Le président de la Commission électorale nationale indépendante (CENI), Dénis Kadima, a abordé plusieurs sujets relatifs à l’organisation des élections lors de sa dernière intervention. Il a notamment répondu aux nombreuses réclamations concernant la qualité des cartes d’électeurs produites, qui laisseraient à désirer selon plusieurs personnes.
Dénis Kadima a assuré qu’il ne connaît pas le même problème avec sa propre carte d’électeur, ni avec celles de ses collègues et des personnes autour de lui. Cependant, il a admis que cela pourrait concerner un petit pourcentage d’électeurs et a rassuré que cela pourra être réglé, en annonçant d’emblée la distribution de duplicatas pour ceux qui rencontrent ce problème.
Le président de la CENI a également saisi cette occasion en répondant aux critiques des opposants, qui accusent la centrale électorale de préparer la fraude électorale au bénéfice du régime en place. Il déplore notamment la volonté de certains politiciens de discréditer la CENI, même en l’absence d’indices de fraude avérés.

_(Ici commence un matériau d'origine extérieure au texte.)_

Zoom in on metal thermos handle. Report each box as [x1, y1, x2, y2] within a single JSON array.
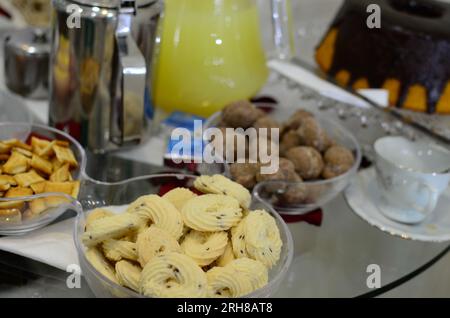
[[110, 0, 147, 145]]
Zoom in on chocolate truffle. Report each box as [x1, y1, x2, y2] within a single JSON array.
[[284, 109, 314, 132], [280, 130, 300, 155], [211, 127, 248, 160], [286, 146, 324, 180], [297, 117, 330, 152]]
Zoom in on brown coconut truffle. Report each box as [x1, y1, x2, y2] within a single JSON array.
[[230, 163, 259, 189], [253, 116, 281, 138], [211, 127, 248, 160], [322, 146, 355, 179], [284, 109, 314, 132], [256, 158, 302, 192], [286, 146, 324, 180], [222, 100, 265, 129], [280, 130, 300, 155], [256, 158, 298, 182], [297, 117, 330, 152]]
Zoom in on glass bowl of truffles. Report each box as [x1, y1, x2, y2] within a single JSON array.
[[0, 123, 86, 235], [74, 174, 293, 298], [205, 101, 362, 215]]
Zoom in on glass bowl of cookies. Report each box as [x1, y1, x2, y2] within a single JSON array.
[[74, 174, 293, 298], [205, 101, 362, 215], [0, 123, 86, 235]]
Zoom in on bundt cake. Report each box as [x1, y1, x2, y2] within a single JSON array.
[[316, 0, 450, 114]]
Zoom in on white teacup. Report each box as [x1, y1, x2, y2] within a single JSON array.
[[374, 137, 450, 224]]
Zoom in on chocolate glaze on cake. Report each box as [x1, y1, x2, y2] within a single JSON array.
[[316, 0, 450, 113]]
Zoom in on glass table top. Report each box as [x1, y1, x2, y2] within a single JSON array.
[[0, 0, 450, 297]]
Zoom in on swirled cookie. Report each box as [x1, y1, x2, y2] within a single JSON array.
[[139, 253, 208, 298], [244, 210, 283, 268], [194, 174, 252, 209], [231, 217, 249, 258], [216, 242, 235, 267], [127, 194, 183, 240], [136, 225, 181, 267], [86, 247, 118, 284], [206, 258, 268, 297], [81, 213, 143, 247], [102, 239, 137, 262], [181, 230, 228, 266], [116, 261, 141, 292], [162, 188, 197, 211], [181, 194, 242, 232]]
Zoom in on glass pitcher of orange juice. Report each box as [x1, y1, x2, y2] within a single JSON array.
[[153, 0, 291, 117]]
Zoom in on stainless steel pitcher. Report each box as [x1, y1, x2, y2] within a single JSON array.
[[49, 0, 163, 153]]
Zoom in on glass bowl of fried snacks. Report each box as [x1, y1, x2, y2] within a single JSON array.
[[74, 174, 293, 298], [0, 123, 86, 235]]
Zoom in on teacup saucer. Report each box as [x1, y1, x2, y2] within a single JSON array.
[[345, 168, 450, 242]]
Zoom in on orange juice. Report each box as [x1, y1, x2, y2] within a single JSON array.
[[153, 0, 268, 117]]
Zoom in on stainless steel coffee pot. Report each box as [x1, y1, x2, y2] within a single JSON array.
[[49, 0, 162, 153]]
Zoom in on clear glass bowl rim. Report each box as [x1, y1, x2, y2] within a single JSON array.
[[73, 174, 294, 298]]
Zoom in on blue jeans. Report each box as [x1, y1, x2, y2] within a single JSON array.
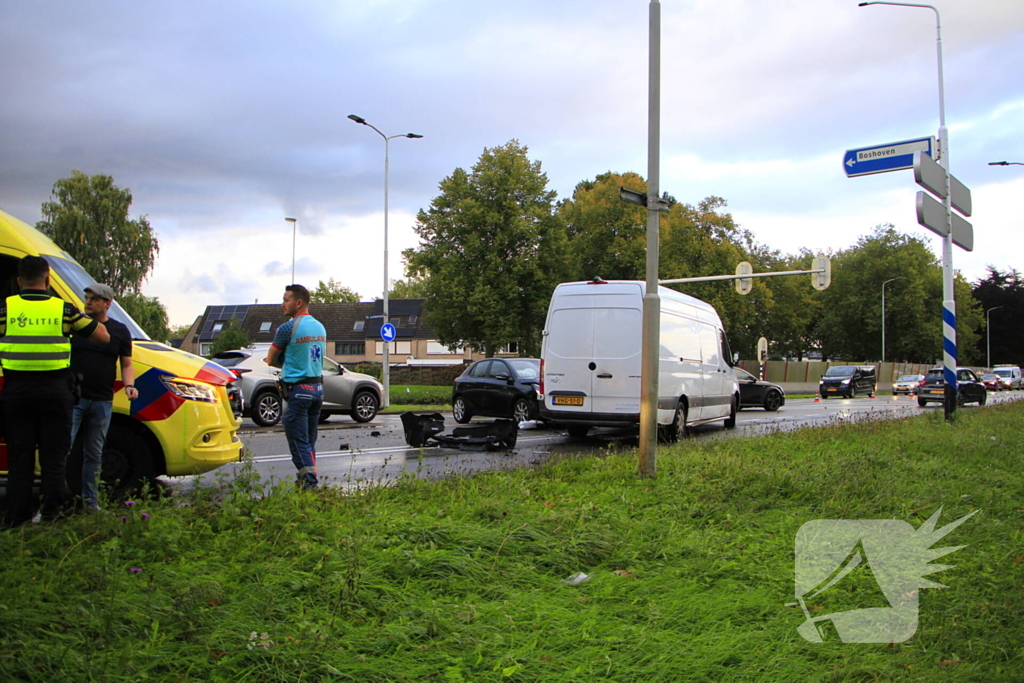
[[71, 398, 114, 507], [283, 384, 324, 488]]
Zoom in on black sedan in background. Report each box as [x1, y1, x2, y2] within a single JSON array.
[[452, 358, 541, 424], [734, 368, 785, 412], [918, 368, 988, 408]]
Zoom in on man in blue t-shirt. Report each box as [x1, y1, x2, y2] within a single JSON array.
[[266, 285, 327, 488]]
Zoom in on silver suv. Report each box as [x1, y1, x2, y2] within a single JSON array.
[[213, 349, 384, 427]]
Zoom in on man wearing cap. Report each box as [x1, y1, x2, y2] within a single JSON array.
[[71, 283, 138, 512], [0, 256, 110, 528]]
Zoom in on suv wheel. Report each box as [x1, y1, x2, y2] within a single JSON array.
[[252, 389, 282, 427], [351, 391, 379, 422]]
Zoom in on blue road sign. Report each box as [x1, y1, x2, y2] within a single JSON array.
[[843, 137, 935, 178]]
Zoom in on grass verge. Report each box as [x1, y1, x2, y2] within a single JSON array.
[[0, 403, 1024, 683]]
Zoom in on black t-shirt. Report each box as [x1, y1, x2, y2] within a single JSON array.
[[71, 317, 131, 400]]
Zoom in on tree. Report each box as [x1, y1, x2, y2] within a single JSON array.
[[404, 140, 566, 356], [36, 171, 160, 296], [307, 278, 359, 305], [210, 317, 252, 358], [114, 293, 171, 342], [387, 278, 427, 299], [970, 266, 1024, 366]]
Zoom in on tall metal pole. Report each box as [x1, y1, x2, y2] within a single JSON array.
[[285, 218, 298, 285], [639, 0, 662, 477], [879, 275, 906, 372], [348, 114, 423, 408], [985, 306, 1002, 370], [860, 2, 956, 419]]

Dénis Kadima s’est également plaint du manque de reconnaissance des éclaircissements fournies par la CENI aux confessions religieuses CENCO et ECC, qui ont posé un certain nombre de questions lors des journées portes ouvertes. Les réponses de la CENI n’ont été intégrées dans le rapport des deux organisations, selon le président de la commission, qui déplore le fait que la CENCO et l’ECC sont régulièrement présentes à Bruxelles et à Washington.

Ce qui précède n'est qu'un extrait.